Historically speaking, the winner of Game 5 in best-of-seven series that are tied 2-2 has gone on to win the matchup 82% of the time. Tuesday night's Spurs-Thunder match is a biggie. And if OKC is going to protect home court, where the Thunder have lost just one game in these playoffs, Shai Gilgeous-Alexander is probably going to have to validate his MVP stripes.
It has not been a great series for SGA. He's averaging fewer than 25 points per game, down from 31 in the regular season, and more concerning is his 39% shooting percentage, which includes a 26% 3-point clip. He was held to 19 points in OKC's Game 4 loss.
The Spurs changed up their defensive strategy in Game 4. Instead of double-teaming him all over the court, they allowed their guys to cover him more straight up. It worked because the shooters who were ignored through the first three games were no longer wide open, and the production fell way off.
Alex Caruso, Cason Wallace, Jaylin Williams and Jared McCain combined for 68 points and 12 3-pointers in Game 3. They scored just 12 points on two 3-pointers in Game 4. Caruso, who hit 14 3s at a 61% clip through the first three games, didn't score a single point.
The rub of covering the back-to-back MVP with a single defender is that he's supposed to kill that coverage. But again, that didn't happen. That means you can bet the Spurs are going to play him the same way in Game 5.
Ajay Mitchell has already been ruled out for Game 5, and Jalen Williams is questionable. Mitchell and Williams are OKC's only true one-on-one scorers outside of SGA, which provides a viable third option for the half-court offense if the shooters aren't shooting and Gilgeous-Alexander isn't dominating.
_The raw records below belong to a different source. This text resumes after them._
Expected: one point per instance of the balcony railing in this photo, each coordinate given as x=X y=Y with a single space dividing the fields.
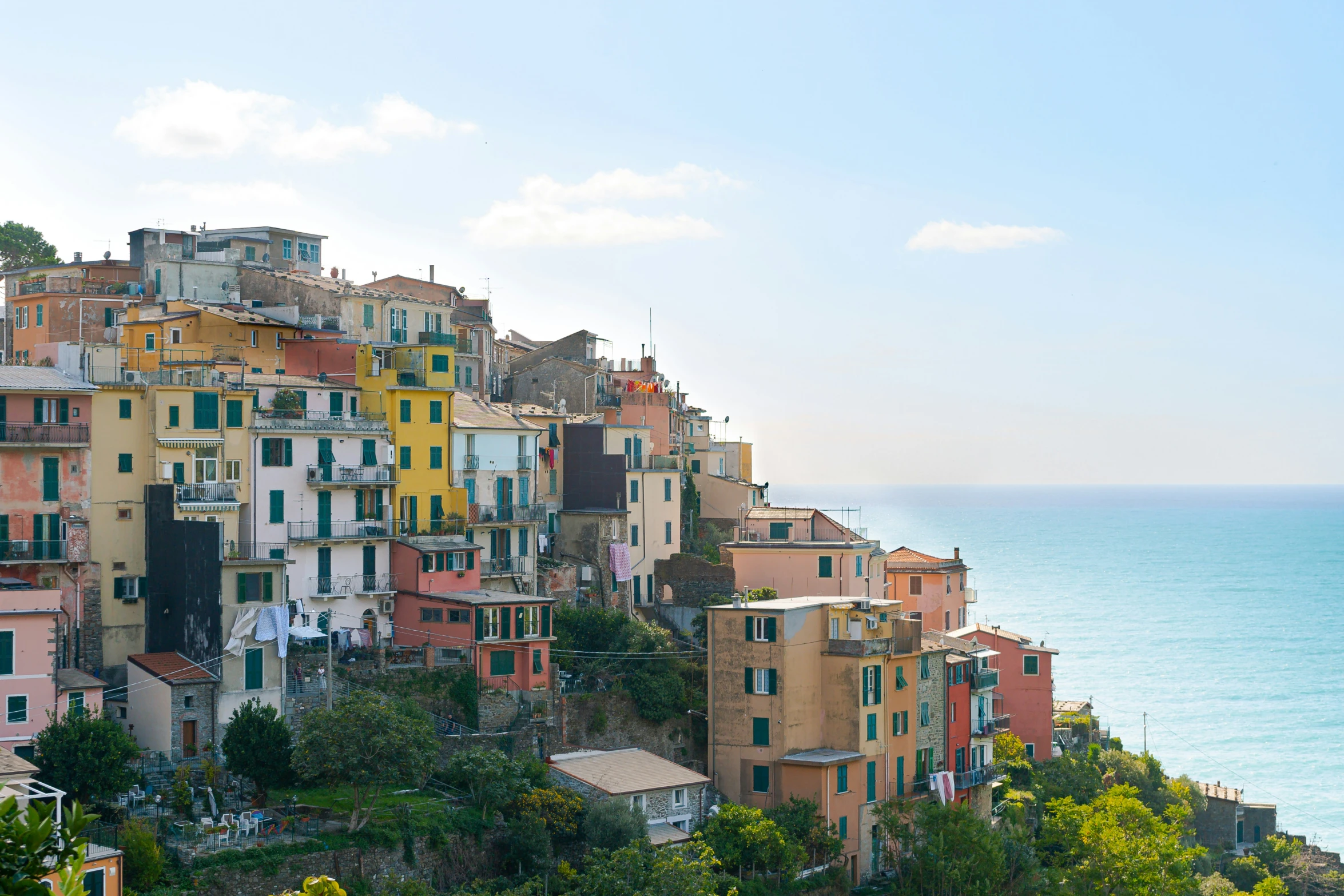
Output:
x=336 y=529
x=208 y=493
x=478 y=513
x=27 y=551
x=983 y=679
x=256 y=550
x=348 y=475
x=429 y=337
x=43 y=435
x=983 y=775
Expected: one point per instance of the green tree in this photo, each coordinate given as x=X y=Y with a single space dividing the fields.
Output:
x=613 y=824
x=1118 y=845
x=490 y=777
x=643 y=870
x=144 y=856
x=33 y=847
x=366 y=744
x=742 y=837
x=23 y=246
x=85 y=755
x=259 y=746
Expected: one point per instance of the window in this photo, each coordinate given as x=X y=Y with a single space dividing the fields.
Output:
x=502 y=663
x=252 y=668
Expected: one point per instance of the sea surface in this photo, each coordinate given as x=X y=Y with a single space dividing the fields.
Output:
x=1219 y=612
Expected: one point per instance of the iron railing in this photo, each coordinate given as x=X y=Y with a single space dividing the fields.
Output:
x=43 y=433
x=29 y=551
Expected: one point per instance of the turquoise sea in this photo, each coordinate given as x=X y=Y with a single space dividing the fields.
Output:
x=1216 y=610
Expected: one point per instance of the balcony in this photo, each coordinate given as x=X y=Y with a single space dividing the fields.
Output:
x=256 y=550
x=333 y=476
x=208 y=493
x=479 y=513
x=25 y=551
x=26 y=435
x=983 y=775
x=342 y=529
x=984 y=679
x=437 y=339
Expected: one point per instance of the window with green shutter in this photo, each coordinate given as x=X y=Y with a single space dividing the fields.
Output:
x=205 y=412
x=253 y=670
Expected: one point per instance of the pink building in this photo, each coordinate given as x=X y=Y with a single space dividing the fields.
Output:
x=800 y=552
x=1026 y=684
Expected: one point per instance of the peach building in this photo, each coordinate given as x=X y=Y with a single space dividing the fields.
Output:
x=935 y=587
x=801 y=551
x=815 y=696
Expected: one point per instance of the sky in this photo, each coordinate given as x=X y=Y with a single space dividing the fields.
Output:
x=892 y=244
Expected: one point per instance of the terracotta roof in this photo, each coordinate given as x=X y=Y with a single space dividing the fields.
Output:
x=1218 y=791
x=170 y=667
x=627 y=771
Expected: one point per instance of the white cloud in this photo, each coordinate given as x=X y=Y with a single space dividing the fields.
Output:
x=204 y=120
x=968 y=238
x=217 y=193
x=546 y=216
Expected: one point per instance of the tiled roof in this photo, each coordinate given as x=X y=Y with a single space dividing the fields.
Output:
x=170 y=667
x=1218 y=791
x=41 y=379
x=77 y=680
x=627 y=771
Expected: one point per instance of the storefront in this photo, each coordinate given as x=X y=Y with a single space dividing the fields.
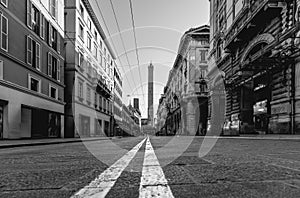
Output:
x=261 y=107
x=84 y=126
x=40 y=123
x=1 y=122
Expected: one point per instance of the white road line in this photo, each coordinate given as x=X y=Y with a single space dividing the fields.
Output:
x=104 y=182
x=153 y=181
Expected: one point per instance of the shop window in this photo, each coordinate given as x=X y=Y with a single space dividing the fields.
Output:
x=33 y=53
x=34 y=84
x=53 y=92
x=53 y=67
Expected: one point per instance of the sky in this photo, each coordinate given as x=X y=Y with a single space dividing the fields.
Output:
x=159 y=26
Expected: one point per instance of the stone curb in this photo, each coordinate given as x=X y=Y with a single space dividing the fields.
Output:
x=51 y=143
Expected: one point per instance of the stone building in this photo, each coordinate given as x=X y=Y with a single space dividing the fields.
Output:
x=31 y=69
x=186 y=93
x=118 y=94
x=89 y=69
x=254 y=52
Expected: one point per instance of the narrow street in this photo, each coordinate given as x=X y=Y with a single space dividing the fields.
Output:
x=234 y=168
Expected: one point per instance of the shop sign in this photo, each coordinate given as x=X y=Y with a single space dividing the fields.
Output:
x=260 y=107
x=280 y=108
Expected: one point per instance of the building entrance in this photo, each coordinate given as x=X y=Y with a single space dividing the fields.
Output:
x=1 y=122
x=261 y=107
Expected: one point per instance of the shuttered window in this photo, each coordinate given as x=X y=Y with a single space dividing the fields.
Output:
x=4 y=33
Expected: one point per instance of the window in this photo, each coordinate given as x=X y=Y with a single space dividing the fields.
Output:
x=89 y=42
x=203 y=56
x=89 y=23
x=100 y=102
x=101 y=44
x=4 y=33
x=238 y=6
x=42 y=26
x=53 y=92
x=80 y=89
x=4 y=2
x=80 y=59
x=81 y=31
x=35 y=14
x=95 y=51
x=53 y=38
x=95 y=99
x=88 y=94
x=29 y=10
x=89 y=68
x=34 y=84
x=96 y=35
x=81 y=10
x=53 y=8
x=33 y=53
x=53 y=67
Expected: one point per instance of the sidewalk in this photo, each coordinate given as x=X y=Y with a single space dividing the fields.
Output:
x=38 y=142
x=263 y=137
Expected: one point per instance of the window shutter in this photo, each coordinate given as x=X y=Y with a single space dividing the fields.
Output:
x=58 y=42
x=38 y=56
x=29 y=50
x=49 y=64
x=50 y=34
x=58 y=70
x=42 y=26
x=56 y=9
x=29 y=17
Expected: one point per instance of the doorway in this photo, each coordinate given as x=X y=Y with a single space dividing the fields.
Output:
x=1 y=122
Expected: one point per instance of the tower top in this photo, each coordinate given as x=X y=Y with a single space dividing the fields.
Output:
x=151 y=65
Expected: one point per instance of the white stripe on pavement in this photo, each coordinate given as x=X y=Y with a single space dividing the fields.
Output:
x=104 y=182
x=153 y=181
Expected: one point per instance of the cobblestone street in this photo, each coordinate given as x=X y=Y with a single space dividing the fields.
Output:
x=234 y=168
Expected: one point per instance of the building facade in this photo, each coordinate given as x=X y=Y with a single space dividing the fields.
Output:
x=150 y=94
x=254 y=52
x=186 y=93
x=118 y=94
x=89 y=69
x=31 y=69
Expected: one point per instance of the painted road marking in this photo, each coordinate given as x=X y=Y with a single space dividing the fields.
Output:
x=153 y=181
x=104 y=182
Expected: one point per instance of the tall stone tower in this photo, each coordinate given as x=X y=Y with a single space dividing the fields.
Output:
x=150 y=95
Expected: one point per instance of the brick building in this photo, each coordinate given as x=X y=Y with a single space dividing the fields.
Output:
x=254 y=52
x=90 y=63
x=31 y=69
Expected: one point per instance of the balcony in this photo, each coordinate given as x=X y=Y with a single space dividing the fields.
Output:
x=102 y=89
x=250 y=19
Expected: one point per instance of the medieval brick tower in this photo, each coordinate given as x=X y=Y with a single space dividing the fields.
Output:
x=150 y=95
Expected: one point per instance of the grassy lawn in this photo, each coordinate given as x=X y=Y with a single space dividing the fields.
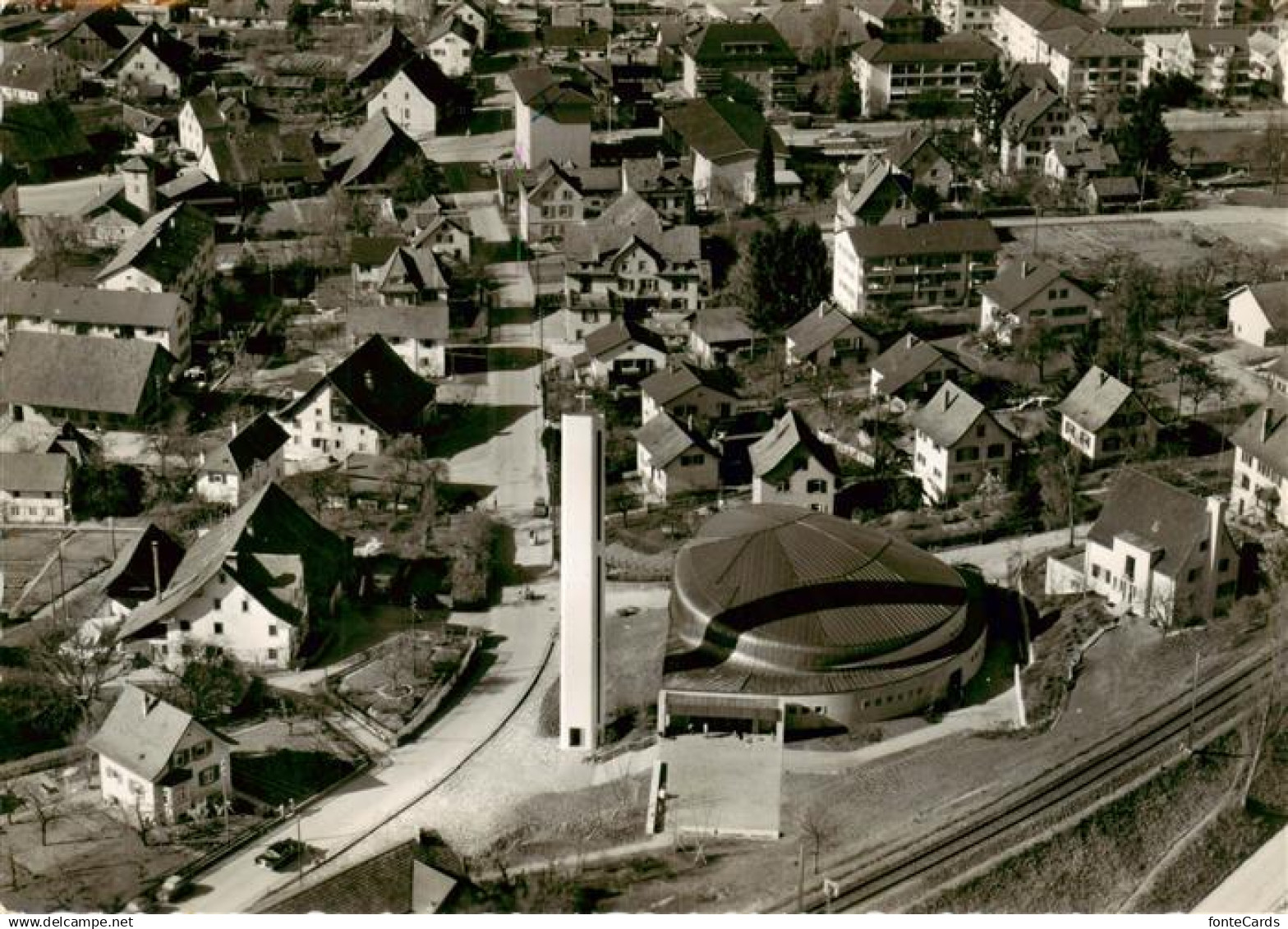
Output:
x=288 y=775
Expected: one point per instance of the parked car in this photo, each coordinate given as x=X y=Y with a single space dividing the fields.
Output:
x=280 y=854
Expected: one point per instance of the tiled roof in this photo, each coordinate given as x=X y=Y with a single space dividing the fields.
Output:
x=1157 y=516
x=947 y=237
x=948 y=415
x=1095 y=400
x=77 y=371
x=789 y=433
x=68 y=304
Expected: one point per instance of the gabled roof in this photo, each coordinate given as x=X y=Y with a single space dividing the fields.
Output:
x=907 y=360
x=1095 y=400
x=742 y=43
x=721 y=131
x=820 y=328
x=964 y=49
x=619 y=334
x=165 y=246
x=63 y=303
x=950 y=237
x=666 y=439
x=34 y=471
x=379 y=387
x=553 y=99
x=1265 y=433
x=255 y=442
x=1272 y=298
x=666 y=387
x=1154 y=514
x=1019 y=283
x=172 y=53
x=789 y=432
x=142 y=732
x=77 y=371
x=948 y=415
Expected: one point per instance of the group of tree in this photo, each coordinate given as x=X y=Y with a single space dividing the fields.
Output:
x=780 y=276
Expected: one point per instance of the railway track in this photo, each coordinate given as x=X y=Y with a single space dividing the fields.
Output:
x=862 y=879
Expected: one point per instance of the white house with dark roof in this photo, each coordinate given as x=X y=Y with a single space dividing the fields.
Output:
x=1156 y=552
x=416 y=99
x=366 y=401
x=673 y=458
x=1104 y=419
x=1260 y=484
x=830 y=340
x=156 y=763
x=959 y=444
x=49 y=307
x=918 y=265
x=35 y=489
x=791 y=464
x=1029 y=294
x=253 y=457
x=623 y=352
x=1258 y=313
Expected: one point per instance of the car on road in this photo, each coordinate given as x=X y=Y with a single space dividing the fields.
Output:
x=281 y=854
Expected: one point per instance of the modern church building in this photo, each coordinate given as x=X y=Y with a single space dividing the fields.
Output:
x=787 y=619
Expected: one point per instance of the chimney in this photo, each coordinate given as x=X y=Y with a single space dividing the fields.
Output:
x=1216 y=530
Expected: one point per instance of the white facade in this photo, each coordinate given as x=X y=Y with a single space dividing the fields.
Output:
x=406 y=107
x=581 y=582
x=138 y=798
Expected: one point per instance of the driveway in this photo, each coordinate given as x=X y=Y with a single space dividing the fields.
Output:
x=410 y=772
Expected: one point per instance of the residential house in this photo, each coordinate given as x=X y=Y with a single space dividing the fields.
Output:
x=671 y=459
x=416 y=99
x=106 y=383
x=619 y=353
x=662 y=183
x=830 y=340
x=247 y=588
x=154 y=65
x=793 y=466
x=1029 y=294
x=1258 y=313
x=891 y=75
x=724 y=140
x=551 y=119
x=1159 y=553
x=888 y=267
x=912 y=369
x=719 y=335
x=1104 y=419
x=893 y=21
x=1031 y=128
x=752 y=53
x=95 y=34
x=233 y=471
x=451 y=45
x=156 y=763
x=172 y=251
x=30 y=74
x=881 y=197
x=35 y=487
x=959 y=446
x=375 y=156
x=623 y=260
x=1260 y=484
x=48 y=307
x=365 y=402
x=687 y=392
x=419 y=334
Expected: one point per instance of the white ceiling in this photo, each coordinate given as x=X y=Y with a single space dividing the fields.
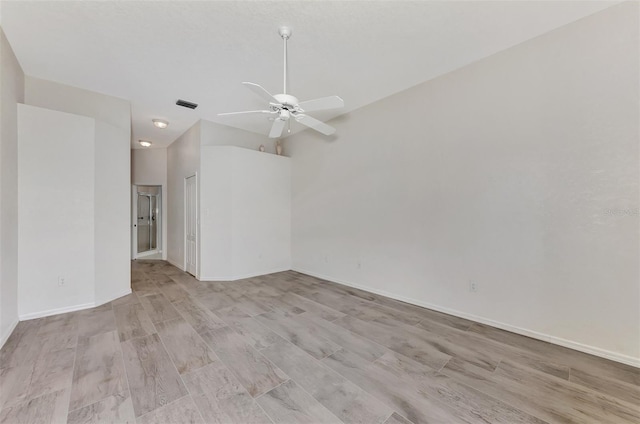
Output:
x=153 y=53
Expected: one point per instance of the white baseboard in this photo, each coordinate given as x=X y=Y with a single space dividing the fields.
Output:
x=5 y=337
x=113 y=297
x=174 y=263
x=243 y=276
x=41 y=314
x=592 y=350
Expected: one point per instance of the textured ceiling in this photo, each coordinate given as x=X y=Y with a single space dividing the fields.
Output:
x=153 y=53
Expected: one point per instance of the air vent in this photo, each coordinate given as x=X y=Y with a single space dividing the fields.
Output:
x=185 y=103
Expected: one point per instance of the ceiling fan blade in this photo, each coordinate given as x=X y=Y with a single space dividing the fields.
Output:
x=260 y=91
x=315 y=124
x=247 y=112
x=276 y=128
x=331 y=102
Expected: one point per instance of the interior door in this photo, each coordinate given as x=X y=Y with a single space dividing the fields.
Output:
x=191 y=225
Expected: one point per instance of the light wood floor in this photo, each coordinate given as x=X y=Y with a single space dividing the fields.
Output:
x=289 y=348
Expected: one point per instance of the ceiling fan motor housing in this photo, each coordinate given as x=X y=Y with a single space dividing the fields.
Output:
x=288 y=101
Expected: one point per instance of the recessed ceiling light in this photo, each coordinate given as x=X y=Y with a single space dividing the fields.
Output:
x=160 y=123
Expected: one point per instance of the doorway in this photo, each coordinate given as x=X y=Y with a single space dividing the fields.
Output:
x=147 y=234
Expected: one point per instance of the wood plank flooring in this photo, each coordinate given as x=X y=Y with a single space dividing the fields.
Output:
x=290 y=348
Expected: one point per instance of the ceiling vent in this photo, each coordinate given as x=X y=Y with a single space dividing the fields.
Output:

If Williams can't go, Gilgeous-Alexander really has to play huge. Even if Williams can, how much can you rely on someone who has been banged up for most of the season against this kind of San Antonio defense?
It's time for SGA to be the MVP. He's the reason all those shooters mentioned above, none of whom are even remotely capable of creating postseason offense for themselves, have produced at such an outlier rate. That's what MVPs do. They draw all the attention.
Stephen Curry got absolutely robbed of Finals MVP in 2015 by a bunch of voters who apparently don't understand this dynamic and just decided that Andre Iguodala was a more important player in that series. It was all created by Curry, who was still the leading scorer on the team by a wide margin.
This is not an indictment in any way on SGA's MVP status. It's just to say the Spurs have flipped the equation by the way they defended him in Game 4, and he has to flip it back.
The only way San Antonio is even going to consider going back to trapping him with multiple defenders and opening back up all of OKC's shooters is if SGA punishes their single coverage to a meaningful enough degree that they don't have a choice. Until then, why would they go back to leaving Caruso and company open?
OKC has proved it can beat that formula. Now it's on SGA to prove that he, and by extension the Thunder, can beat the new one. And it won't be easy. San Antonio has elite perimeter defenders who are being extremely physical with Gilgeous-Alexander.